Hmmmm.....does that sound as over-the-top to you as it did me? I was sure we'd start out with the softer stuff, you know, a Flintstones vitamin, or some Motrin. I told him as much, and he then offered me Tylenol, which, me being a n00b, I thought was perfectly sufficient.

Well, there was a reason he offered me morphine, and he had to shoot me up a couple of hours later after the discomfort became unmanageable. Tylenol ain't got shit on these mouth sores!!! Not being a fan of opioids to begin with (my limited experience with them is that they make me feel pretty weird) the first couple of days were quite frustrating and emotional for me.
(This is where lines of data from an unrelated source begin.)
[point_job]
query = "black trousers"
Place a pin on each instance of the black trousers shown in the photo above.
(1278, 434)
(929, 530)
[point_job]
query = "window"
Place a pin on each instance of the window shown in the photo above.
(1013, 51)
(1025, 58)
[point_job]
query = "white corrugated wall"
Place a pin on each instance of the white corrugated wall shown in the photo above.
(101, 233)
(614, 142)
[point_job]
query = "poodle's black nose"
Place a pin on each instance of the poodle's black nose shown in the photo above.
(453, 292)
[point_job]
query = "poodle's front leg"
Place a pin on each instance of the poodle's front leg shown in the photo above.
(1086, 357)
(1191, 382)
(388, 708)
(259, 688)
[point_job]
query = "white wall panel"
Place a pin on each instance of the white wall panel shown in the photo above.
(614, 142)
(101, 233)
First of all, who wants to emerge from stem cell transplant with a morphine habit? (I felt like that rich New York wife from Deadwood.) Also, maybe I'm naive, but it seems crazy that the step from Tylenol to hard-core shit is so small.

Fast forward to today. We've experimented with dosages and combinations. For me, I get shot up with morphine and take an oral oxycodone, and unless I try to swallow- I'm a normal person- that is, if you consider nodding-off 'normal'. How grunge-y of me!!! I'm even becoming a slightly more functional junky- occasionally I don't nod off immediately after they hang the drip.

So, that's the news, folks. I'm a fucking druggie. The nurses assure me that pain management is critical to general well-being, so now would be the time to mail me your heroin cookies with crack icing. No nuts, please- they're far too gritty on the throat.

In our good news for the day- tomorrow will be the last day of the second week here. Exciting! For the last two days, the two gauges of immune function (white blood cells and absolute neutrophils) have been steady at zero. Scary stuff, but we should see them start to multiply by this weekend, Kurt Cobain willing.

Anyway- I'm going to go nod off now. Oh- for those of you who've tried to call me this week, I'm so sorry, but the whole speaking thing isn't working for me right now, either, so holleration through the Webz is gonna be our best bet.

4 comments:

angrysop said...

I'll get to baking right away - and hope for rapid multiplication of white blood cells!

Chandler said...

The only "medicinal" cookies I have a recipe for come from an herb in it's natural state. Though, most of the time, it is a super-potent hybridized version. Anyway, if I could indeed transport them via personal carrier, I would be more than happy to try and jump-start your appetite. Though, these days it is difficult to know where to harvest said herb. I'll work on it. Until then, enjoy the poppies, but not too much!!!

Bill said...

If I had any heroine, I would surely send it...wrapped in a combination of plastic wrap and tin foil, shoved in a container of peanut butter. That's how a druggie friend once instructed me to send such packages because it can get past the drug sniffing dogs - no joke. In the absence of the real thing, I send you all of the good heroine thoughts from my heart, which in itself, is probably tainted with many other drugs. I'm pretty sure there are a few good mood enhancers in there!!!

Todd said...

Dang, what kind of folks do you hang with? I just threw out some long expired Tylenol PM and a tube of Neosporin. I can e-mail you some Eggstra Strenth Tylenol, but it sounds like the morphine has me beat. Is your morphine made in the USA or is it imported from the Land of Oz?

Stay strong and tell your white blood cells to keep their (suspect) chins up.

P.S. Would you still be my friend if... I showed up after a year looking like Faces of Meth #6?